Last week, however, The Atlantic's Megan McArdle called his account into question, because Andrews failed to mention that his new wife, Patty Barreiro, had declared bankruptcy twice in the years before they hooked up. McArdle contends that this represents a pattern of financial irresponsibility that would color the perceptions of a reader of his book. "I think this matters," she writes, "because the story Andrews told was basically about the subprime crisis, and the book casts him as a sort of everyman, lured in by cheap credit and a likable scoundrel of a mortgage broker."

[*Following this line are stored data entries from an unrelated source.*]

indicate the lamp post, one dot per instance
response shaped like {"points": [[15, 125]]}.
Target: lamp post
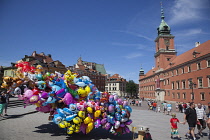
{"points": [[191, 86]]}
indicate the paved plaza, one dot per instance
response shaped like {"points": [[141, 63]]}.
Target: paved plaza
{"points": [[28, 124]]}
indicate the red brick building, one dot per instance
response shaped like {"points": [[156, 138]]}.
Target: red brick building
{"points": [[182, 78]]}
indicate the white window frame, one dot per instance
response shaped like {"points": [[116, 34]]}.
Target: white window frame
{"points": [[200, 86], [202, 94]]}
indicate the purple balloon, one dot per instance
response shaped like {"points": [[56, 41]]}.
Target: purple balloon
{"points": [[107, 126], [44, 94], [104, 121], [68, 99], [28, 93], [128, 122], [120, 101]]}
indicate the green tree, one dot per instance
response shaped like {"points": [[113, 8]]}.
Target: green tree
{"points": [[131, 88]]}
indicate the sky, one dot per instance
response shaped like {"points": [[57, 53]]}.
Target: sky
{"points": [[117, 33]]}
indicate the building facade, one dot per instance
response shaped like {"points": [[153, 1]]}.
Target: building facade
{"points": [[182, 78], [116, 84], [95, 71]]}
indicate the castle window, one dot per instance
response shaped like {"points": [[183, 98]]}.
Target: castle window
{"points": [[192, 96], [184, 95], [172, 85], [183, 70], [199, 66], [177, 72], [202, 96], [178, 95], [183, 84], [173, 95], [200, 82], [208, 63], [177, 83], [189, 68]]}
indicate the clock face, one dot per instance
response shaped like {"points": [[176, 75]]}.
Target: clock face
{"points": [[167, 42]]}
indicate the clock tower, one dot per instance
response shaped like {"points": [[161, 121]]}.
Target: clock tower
{"points": [[165, 51]]}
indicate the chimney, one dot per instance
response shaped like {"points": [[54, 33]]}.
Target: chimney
{"points": [[197, 44]]}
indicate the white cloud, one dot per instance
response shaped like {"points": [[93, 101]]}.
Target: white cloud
{"points": [[138, 35], [138, 46], [6, 63], [133, 55], [188, 10], [190, 32]]}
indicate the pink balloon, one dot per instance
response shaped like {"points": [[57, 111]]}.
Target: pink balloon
{"points": [[44, 109], [68, 99], [83, 128], [28, 93]]}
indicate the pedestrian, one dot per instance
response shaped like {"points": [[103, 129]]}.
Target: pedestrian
{"points": [[174, 127], [7, 102], [177, 106], [201, 116], [154, 106], [133, 102], [208, 119], [2, 103], [180, 107], [137, 102], [140, 101], [164, 107], [185, 106], [190, 117], [169, 108]]}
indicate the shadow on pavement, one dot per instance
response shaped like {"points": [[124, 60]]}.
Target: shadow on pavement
{"points": [[17, 116], [95, 134]]}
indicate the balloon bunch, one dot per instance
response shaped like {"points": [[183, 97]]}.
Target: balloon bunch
{"points": [[74, 103]]}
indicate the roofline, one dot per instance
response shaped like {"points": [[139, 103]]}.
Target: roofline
{"points": [[177, 66]]}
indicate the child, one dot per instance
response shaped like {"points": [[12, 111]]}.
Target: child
{"points": [[158, 108], [174, 127], [2, 103]]}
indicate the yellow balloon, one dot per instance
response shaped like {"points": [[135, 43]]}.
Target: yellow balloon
{"points": [[82, 92], [89, 110], [89, 127], [37, 104], [88, 90], [63, 124], [81, 114], [97, 113], [70, 130], [77, 120], [77, 128], [87, 120]]}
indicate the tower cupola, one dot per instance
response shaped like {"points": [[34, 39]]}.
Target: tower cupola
{"points": [[163, 29], [141, 72]]}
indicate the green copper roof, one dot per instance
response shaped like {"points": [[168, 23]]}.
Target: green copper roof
{"points": [[163, 28], [141, 69], [100, 68]]}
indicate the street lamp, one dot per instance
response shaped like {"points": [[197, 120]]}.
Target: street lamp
{"points": [[191, 86]]}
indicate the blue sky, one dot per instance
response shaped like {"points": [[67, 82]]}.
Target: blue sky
{"points": [[117, 33]]}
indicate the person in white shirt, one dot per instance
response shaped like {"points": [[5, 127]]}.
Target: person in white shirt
{"points": [[201, 116]]}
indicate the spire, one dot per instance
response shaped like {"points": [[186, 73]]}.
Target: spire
{"points": [[141, 71], [163, 29], [162, 13]]}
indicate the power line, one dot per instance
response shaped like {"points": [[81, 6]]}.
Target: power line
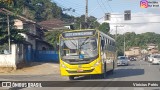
{"points": [[138, 23]]}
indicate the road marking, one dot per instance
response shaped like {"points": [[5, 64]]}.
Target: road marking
{"points": [[138, 88]]}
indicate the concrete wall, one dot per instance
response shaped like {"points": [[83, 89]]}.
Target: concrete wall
{"points": [[14, 60], [9, 60]]}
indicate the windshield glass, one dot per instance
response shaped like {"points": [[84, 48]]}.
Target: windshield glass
{"points": [[80, 48]]}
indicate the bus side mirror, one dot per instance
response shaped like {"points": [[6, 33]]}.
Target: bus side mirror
{"points": [[102, 43]]}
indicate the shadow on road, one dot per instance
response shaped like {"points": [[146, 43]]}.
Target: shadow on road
{"points": [[117, 74], [126, 73]]}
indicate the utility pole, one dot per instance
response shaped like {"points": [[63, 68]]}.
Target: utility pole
{"points": [[116, 38], [86, 15], [9, 41]]}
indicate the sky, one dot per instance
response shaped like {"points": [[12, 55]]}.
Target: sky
{"points": [[142, 19]]}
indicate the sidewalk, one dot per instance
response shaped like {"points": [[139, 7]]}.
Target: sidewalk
{"points": [[36, 68]]}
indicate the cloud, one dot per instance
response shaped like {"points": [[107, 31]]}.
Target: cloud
{"points": [[140, 23]]}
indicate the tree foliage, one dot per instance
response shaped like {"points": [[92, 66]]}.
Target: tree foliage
{"points": [[140, 40]]}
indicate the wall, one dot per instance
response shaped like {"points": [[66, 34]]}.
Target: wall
{"points": [[9, 59]]}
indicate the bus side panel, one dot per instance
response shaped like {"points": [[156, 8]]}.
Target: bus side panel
{"points": [[95, 67]]}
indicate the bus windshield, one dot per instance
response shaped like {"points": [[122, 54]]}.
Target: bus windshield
{"points": [[79, 48]]}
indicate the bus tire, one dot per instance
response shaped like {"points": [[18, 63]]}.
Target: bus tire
{"points": [[71, 77]]}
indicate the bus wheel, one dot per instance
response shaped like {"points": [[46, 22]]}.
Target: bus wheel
{"points": [[71, 77]]}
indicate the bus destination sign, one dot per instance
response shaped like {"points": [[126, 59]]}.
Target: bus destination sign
{"points": [[78, 34]]}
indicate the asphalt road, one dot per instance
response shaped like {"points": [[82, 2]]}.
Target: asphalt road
{"points": [[136, 71]]}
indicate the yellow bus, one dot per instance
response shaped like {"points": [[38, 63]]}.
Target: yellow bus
{"points": [[86, 52]]}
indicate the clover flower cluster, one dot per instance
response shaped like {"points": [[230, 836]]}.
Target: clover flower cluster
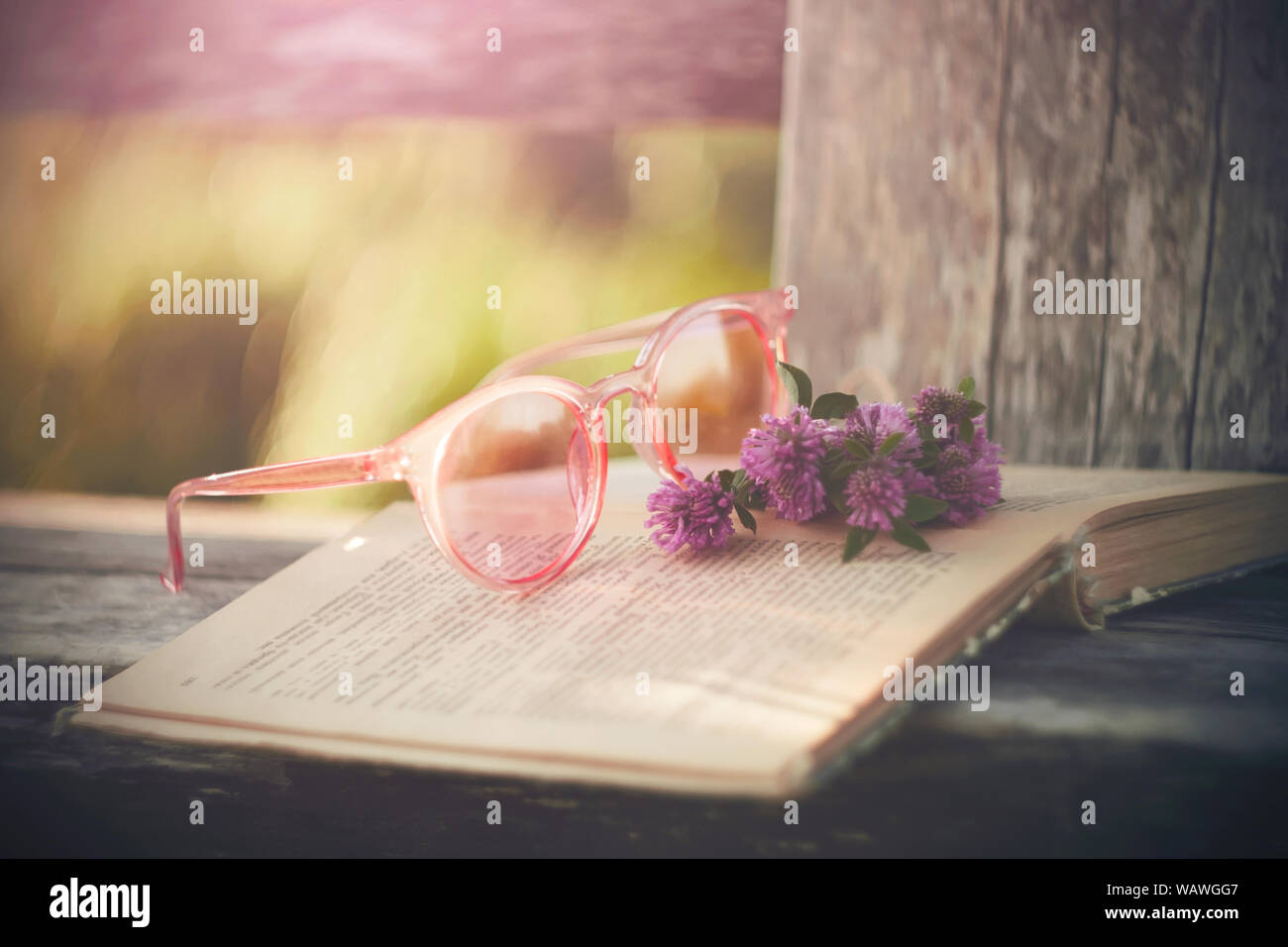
{"points": [[884, 468]]}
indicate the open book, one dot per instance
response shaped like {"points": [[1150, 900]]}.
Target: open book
{"points": [[735, 672]]}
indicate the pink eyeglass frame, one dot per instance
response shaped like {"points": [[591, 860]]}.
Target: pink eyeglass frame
{"points": [[416, 455]]}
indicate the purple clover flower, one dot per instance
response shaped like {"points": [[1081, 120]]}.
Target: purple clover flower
{"points": [[784, 460], [696, 512], [876, 495], [967, 476], [934, 399], [872, 423], [969, 488]]}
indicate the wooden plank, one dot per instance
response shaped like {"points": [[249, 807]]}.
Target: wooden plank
{"points": [[894, 268], [1243, 365], [1158, 185], [1043, 376]]}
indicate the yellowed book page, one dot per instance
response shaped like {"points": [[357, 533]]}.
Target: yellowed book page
{"points": [[734, 663], [717, 672]]}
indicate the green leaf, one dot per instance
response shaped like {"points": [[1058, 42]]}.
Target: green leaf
{"points": [[858, 449], [800, 389], [890, 444], [855, 541], [835, 491], [905, 534], [921, 509], [841, 472], [833, 405]]}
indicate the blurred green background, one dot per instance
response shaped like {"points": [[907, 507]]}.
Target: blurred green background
{"points": [[373, 292]]}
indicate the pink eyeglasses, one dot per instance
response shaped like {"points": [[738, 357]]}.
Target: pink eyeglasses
{"points": [[510, 478]]}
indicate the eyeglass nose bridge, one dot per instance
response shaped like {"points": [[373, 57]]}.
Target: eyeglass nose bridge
{"points": [[635, 381]]}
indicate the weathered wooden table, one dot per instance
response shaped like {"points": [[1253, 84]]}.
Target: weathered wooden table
{"points": [[1137, 718]]}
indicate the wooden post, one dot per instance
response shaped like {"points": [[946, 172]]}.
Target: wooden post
{"points": [[1106, 162]]}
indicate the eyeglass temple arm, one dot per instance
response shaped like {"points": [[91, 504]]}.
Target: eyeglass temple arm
{"points": [[610, 339], [597, 342], [339, 471]]}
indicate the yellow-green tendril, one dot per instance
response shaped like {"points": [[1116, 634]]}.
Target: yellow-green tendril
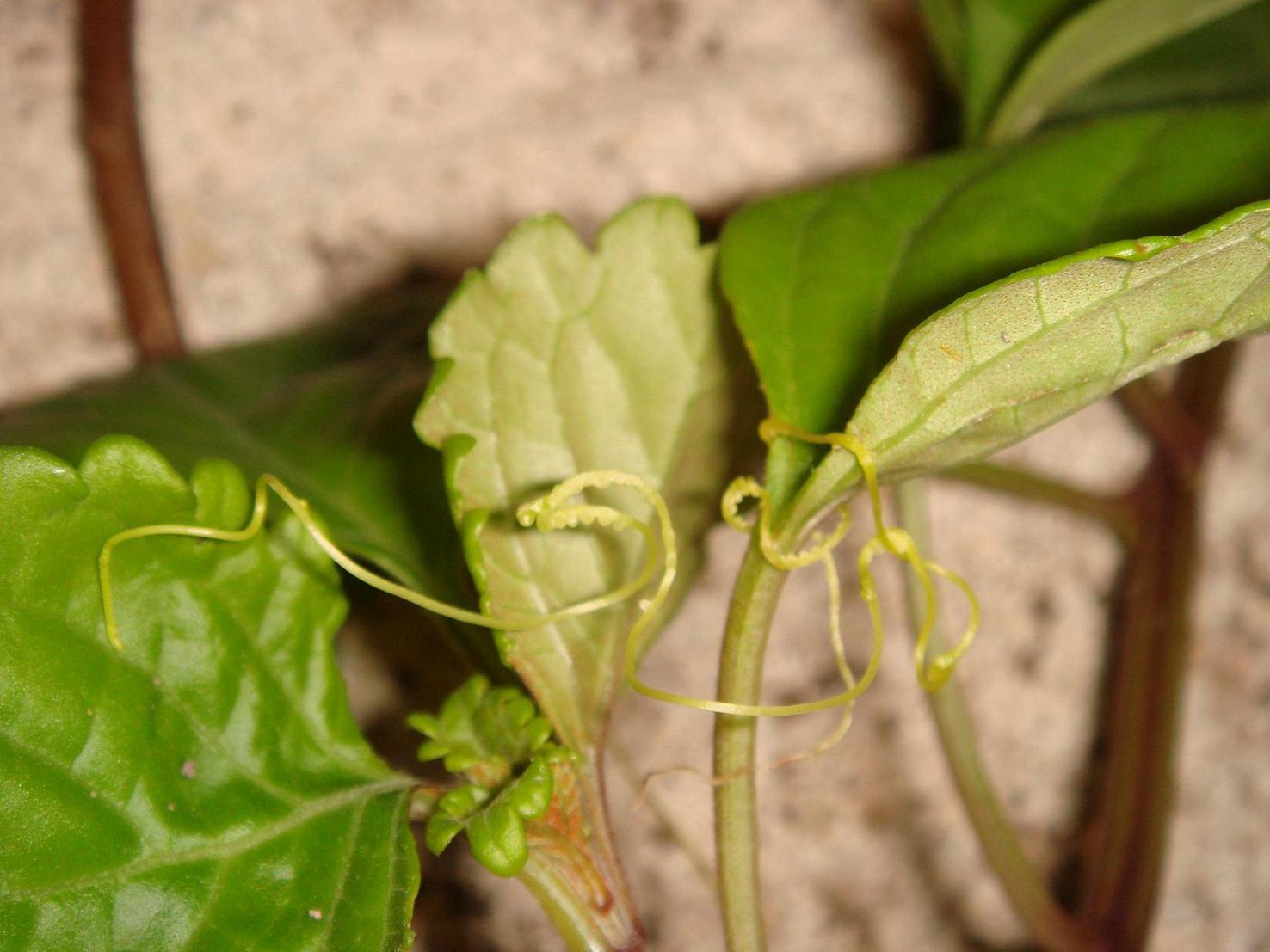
{"points": [[541, 513], [931, 674]]}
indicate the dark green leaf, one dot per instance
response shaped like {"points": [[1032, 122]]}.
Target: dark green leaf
{"points": [[327, 410], [826, 283], [206, 789], [558, 359], [1014, 357], [1094, 40]]}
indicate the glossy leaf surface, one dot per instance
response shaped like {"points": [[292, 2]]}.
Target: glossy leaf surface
{"points": [[327, 410], [997, 39], [205, 789], [826, 283], [557, 360], [1093, 42]]}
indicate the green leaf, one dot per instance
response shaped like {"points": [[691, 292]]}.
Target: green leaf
{"points": [[826, 283], [205, 789], [945, 23], [327, 410], [483, 733], [997, 39], [1222, 61], [555, 360], [1008, 360], [496, 828], [1096, 40]]}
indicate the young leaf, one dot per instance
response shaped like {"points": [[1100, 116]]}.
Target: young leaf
{"points": [[826, 283], [555, 360], [327, 410], [945, 24], [205, 789], [1008, 359], [1093, 42], [483, 733]]}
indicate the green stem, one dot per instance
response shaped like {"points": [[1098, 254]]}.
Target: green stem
{"points": [[741, 672], [1113, 512], [574, 874], [1027, 893], [111, 133]]}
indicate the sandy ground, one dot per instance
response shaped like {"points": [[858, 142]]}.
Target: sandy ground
{"points": [[305, 151]]}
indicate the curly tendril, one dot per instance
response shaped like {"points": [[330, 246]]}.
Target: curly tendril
{"points": [[540, 513], [934, 673], [555, 511]]}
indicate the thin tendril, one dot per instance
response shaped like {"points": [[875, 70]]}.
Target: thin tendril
{"points": [[530, 514], [931, 674]]}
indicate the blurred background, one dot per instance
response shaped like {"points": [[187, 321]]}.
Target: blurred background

Andrews responded to these accusations both publicly, on PBS's NewsHour website, and in a statement he wrote to me last weekend. In his note to me, he repeats his assertion that the bankruptcies had nothing to do with the subject of his book, the subprime mortgage calamity. He explains that Barreiro's first bankruptcy occurred after she discovered that her then-husband had failed to file tax returns for five years.

The second bankruptcy, filed after they were married, resulted from an unpaid debt Barreiro incurred before she moved from Los Angeles to join Andrews in the Washington area. She had reportedly borrowed money from her sister, who sued her when repayment was not forthcoming. "When Patty couldn't repay," Andrews wrote, "her sister followed her east and sued her. I offered to pay off the loan by withdrawing money out of my 401(k), but I wasn't allowed to because the purpose didn't qualify as a 'hardship.' Without an alternative, Patty had no choice but to seek bankruptcy protection."

While I found McArdle's original post exposing Barreiro's misfortunes a bit lurid, I agree with her that this history adds important information about her character. I'm not, however, convinced that this background automatically brands Barreiro as a foolhardy spender. Andrews writes that he didn't include the bankruptcies because they had no impact on the story and he wanted to save his wife the embarrassment.

Although Busted is a compelling story as it stands, and I expect it to be a hit, I actually think it would have been even more illuminating if we knew more about Barreiro's state of mind at the time her and Andrews's finances were unraveling. Perhaps that's a story to come -- the meltdown from her point of view. Having read and very much enjoyed Busted, I'd eagerly read her take on it, too.